Bref, de même qu'il ne devrait pas y avoir dans nos lois de crimes sans victime tout court, il ne devrait pas y avoir, dans notre éthique, de crimes moraux sans victime.

Les seuls crimes moraux qui mériteraient ce nom, du point de vue d'une éthique minimale, seraient ceux qui font des victimes concrètes, ceux qui causent ou visent à causer intentionnellement des torts graves, évidents et injustes à des personnes particulières. Le seul principe moral et légal valable devrait être celui qui nous demande de ne pas nuire aux autres, le reste n'étant que moralisme inutile et répression illégitime.

Si l'on se contente de suivre ce principe de non-nuisance aux autres, tout ce qui relève du rapport à soi-même (comme le suicide ou l'automutilation), tout ce que font entre eux des adultes consentants (comme les relations sexuelles sadomasochistes) et toutes les atteintes à des entités abstraites comme les dieux ou la nation ne devraient avoir aucune importance morale et devraient échapper à toute répression pénale.

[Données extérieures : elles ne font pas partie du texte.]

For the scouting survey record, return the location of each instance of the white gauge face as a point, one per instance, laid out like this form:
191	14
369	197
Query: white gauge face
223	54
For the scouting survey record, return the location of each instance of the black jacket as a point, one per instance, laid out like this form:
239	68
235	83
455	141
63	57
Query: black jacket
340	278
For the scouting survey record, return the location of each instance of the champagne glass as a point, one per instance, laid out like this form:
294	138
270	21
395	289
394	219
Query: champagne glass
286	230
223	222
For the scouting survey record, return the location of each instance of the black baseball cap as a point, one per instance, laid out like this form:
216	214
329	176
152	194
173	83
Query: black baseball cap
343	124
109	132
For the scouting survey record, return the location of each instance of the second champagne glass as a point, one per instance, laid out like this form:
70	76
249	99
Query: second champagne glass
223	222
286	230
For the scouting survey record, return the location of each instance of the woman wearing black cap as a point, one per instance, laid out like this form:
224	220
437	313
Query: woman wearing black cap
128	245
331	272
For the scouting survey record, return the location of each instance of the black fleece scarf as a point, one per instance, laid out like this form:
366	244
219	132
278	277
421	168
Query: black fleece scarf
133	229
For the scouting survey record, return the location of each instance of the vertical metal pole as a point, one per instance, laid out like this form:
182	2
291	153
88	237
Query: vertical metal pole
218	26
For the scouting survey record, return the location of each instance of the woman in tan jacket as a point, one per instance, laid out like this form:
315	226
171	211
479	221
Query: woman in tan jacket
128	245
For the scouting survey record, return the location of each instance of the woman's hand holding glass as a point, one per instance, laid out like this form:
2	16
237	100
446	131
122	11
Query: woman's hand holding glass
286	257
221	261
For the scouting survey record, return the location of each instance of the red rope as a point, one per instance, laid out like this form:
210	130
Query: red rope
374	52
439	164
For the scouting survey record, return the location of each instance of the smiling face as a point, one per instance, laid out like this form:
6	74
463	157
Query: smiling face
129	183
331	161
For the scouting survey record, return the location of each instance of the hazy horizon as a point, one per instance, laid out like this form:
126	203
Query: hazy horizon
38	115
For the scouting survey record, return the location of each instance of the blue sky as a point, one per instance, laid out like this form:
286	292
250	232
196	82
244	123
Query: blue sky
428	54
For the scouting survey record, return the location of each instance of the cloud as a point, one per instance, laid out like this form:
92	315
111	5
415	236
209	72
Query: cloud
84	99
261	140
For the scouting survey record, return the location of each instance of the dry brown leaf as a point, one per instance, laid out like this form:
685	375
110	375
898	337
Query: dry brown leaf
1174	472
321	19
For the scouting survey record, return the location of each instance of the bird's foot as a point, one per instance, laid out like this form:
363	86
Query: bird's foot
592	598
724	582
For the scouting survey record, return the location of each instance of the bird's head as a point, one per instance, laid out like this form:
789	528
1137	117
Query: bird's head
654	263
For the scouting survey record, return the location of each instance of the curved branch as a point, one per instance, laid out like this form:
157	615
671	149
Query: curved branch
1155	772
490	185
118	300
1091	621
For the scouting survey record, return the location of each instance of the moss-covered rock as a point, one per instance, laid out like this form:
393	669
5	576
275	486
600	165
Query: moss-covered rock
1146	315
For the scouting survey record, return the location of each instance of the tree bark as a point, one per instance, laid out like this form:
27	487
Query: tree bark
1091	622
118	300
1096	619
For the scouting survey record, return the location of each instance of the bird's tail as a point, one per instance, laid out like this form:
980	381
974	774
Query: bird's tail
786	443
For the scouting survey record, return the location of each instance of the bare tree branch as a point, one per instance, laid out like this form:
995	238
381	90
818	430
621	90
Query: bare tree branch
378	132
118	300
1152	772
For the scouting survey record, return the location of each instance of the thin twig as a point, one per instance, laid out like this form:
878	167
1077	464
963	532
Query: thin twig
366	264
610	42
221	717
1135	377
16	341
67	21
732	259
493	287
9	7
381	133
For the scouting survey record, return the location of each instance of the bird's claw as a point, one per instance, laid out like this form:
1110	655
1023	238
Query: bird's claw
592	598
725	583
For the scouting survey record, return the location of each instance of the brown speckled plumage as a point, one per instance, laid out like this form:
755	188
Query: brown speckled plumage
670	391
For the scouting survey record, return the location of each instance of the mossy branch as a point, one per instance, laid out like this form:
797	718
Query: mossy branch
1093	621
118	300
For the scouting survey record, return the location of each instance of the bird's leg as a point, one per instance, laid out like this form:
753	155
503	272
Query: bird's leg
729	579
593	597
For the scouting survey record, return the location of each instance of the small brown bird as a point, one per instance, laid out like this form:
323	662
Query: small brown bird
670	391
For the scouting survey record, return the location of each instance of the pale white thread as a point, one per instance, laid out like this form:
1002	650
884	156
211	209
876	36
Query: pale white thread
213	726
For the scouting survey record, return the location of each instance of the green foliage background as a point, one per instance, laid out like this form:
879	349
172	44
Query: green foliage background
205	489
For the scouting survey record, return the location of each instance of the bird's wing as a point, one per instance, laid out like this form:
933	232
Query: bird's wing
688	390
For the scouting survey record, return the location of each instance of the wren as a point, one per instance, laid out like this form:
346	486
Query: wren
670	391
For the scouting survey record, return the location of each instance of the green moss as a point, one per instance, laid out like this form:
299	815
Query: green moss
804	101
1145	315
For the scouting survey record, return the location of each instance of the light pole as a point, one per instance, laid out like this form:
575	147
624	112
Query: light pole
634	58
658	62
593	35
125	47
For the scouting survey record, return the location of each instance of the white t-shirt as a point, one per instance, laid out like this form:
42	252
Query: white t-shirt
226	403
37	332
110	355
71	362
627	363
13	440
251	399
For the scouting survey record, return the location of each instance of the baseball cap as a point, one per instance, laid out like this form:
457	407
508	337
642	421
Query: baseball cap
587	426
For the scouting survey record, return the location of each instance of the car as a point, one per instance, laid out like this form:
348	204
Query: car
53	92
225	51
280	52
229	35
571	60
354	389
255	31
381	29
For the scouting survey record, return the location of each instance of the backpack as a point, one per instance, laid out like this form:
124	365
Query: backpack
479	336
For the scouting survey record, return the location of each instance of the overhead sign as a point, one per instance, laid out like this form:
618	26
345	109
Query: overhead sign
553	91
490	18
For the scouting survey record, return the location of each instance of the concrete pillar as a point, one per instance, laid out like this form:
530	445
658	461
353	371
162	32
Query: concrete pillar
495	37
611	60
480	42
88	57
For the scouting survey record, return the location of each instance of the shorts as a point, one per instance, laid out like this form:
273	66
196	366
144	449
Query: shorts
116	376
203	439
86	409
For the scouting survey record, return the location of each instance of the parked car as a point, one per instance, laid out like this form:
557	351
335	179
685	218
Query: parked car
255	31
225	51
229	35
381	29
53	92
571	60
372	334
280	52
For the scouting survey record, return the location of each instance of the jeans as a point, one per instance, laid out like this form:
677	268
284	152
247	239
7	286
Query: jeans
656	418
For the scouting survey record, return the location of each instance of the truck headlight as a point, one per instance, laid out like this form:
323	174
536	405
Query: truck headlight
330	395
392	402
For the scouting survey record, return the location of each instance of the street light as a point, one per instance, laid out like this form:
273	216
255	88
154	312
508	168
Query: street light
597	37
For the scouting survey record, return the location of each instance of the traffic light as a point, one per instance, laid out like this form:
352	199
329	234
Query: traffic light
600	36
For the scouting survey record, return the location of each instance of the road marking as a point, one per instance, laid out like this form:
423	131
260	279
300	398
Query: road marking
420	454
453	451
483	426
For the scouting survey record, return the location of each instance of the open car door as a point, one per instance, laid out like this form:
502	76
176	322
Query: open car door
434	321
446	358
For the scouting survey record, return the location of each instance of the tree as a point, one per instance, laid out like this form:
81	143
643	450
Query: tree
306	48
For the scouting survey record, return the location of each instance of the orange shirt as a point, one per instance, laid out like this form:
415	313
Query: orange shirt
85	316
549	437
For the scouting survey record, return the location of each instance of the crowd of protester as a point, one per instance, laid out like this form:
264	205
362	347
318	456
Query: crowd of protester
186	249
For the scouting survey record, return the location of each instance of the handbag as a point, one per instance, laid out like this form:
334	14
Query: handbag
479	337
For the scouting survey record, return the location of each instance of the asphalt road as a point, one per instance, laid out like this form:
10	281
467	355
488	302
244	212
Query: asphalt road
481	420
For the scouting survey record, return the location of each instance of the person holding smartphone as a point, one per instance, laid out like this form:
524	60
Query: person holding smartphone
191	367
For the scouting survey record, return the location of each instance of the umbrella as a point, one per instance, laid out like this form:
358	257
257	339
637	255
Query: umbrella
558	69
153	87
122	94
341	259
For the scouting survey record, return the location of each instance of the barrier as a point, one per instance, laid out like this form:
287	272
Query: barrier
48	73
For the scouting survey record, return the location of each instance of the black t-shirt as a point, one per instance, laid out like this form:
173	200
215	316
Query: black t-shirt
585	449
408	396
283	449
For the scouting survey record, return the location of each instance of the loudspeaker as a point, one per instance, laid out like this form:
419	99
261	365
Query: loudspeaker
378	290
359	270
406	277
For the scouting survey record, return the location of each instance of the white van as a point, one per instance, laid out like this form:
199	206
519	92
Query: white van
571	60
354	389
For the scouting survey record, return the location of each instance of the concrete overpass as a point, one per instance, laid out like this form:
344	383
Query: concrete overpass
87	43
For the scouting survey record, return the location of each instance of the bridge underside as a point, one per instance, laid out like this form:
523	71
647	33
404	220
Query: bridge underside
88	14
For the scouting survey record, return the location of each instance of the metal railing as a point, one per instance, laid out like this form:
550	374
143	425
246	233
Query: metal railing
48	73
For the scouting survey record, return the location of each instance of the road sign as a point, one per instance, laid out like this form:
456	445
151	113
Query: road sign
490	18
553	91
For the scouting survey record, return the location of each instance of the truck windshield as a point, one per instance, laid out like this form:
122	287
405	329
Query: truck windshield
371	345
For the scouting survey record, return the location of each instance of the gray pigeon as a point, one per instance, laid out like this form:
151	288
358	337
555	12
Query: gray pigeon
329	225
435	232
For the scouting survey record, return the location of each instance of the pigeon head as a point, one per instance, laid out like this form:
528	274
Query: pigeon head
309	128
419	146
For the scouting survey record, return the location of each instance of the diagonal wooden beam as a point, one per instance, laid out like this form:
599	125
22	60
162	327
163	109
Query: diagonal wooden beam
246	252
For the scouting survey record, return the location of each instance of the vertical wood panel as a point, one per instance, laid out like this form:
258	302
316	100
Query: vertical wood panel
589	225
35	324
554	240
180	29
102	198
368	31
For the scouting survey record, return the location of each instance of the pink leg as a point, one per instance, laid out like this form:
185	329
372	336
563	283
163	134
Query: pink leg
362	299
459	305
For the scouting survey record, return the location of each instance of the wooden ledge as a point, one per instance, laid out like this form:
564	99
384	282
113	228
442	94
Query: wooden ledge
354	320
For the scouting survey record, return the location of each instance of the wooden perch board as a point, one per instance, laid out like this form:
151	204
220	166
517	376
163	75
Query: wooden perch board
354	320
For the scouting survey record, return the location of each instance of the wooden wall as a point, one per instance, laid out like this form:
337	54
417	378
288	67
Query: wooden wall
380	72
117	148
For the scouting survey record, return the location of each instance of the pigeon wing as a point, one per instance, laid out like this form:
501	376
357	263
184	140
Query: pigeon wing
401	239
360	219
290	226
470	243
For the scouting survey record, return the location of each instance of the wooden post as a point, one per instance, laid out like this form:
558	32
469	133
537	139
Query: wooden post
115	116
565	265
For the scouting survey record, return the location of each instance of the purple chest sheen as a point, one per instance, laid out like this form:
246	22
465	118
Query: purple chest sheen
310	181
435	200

Mais il est difficile de se contenter de ce principe. En matière de morale et de loi, nous en voulons, apparemment, toujours plus, c'est-à-dire plus que ce que l'éthique minimale peut offrir. C'est une tendance qu'il faudrait combattre. C'est elle qui est, je crois, à l'origine de nos peurs devant les revendications à l'extension des libertés individuelles, et de cette demande croissante de répression morale et légale au nom de « valeurs morales » transcendantes.

  1. En fait, on ne sait pas très bien ce que cette opposition éthique/morale devrait recouvrir. Tantôt l'éthique concernerait le rapport à soi et la morale, le rapport à l'autre ; tantôt l'éthique serait du côté du désirable et la morale du côté de l'interdit ou de l'obligatoire. Mais que serait une éthique sans interdit ni obligation ou une éthique qui ne concernerait que le rapport à soi et non aux autres ? Sur l'omniprésence de l'éthique dans le débat public : Monique Canto-Sperber, L'inquiétude morale et la vie humaine, PUF, 2001.
  2. Cet appel à des « valeurs morales », des « limites morales », des « repères moraux » prend souvent la forme de la défense d'une « éthique collective » ou « sociale » contre des comportements jugés trop « individualistes ». Mais défendre des libertés individuelles ne signifie pas du tout ignorer le collectif ou la société. Il y a toutes les raisons de penser que la liberté de la recherche scientifique, la liberté d'expression politique ou artistique, la liberté de vivre selon ses conceptions personnelles du bien sexuel ou familial, contribuent très positivement à la prospérité des sociétés démocratiques. La défense du pluralisme politique et moral exprime aussi bien le souci du bien-être de tous que celui de chacun en particulier.
  3. Pour des exemples, voir mes ouvrages La liberté d'offenser et La vie, la mort , l'État, op. cit.
  4. Cf., entre beaucoup d'autres, Sylviane Agacinski, Corps en miettes, Flammarion, 2009, ou Jürgen Habermas, L'avenir de la nature humaine (2001), trad. C. Bouchindomme, Gallimard, 2002.
  5. Leon R. Kass, « The Wisdom of Repugnance », The New Republic, 2 juin 1997.
  6. Rapport n° 2007, de Jean-Paul Garraud, sur le projet de loi tendant a amoindrir le risque de récidive criminelle, Assemblée nationale, 4 novembre 2009.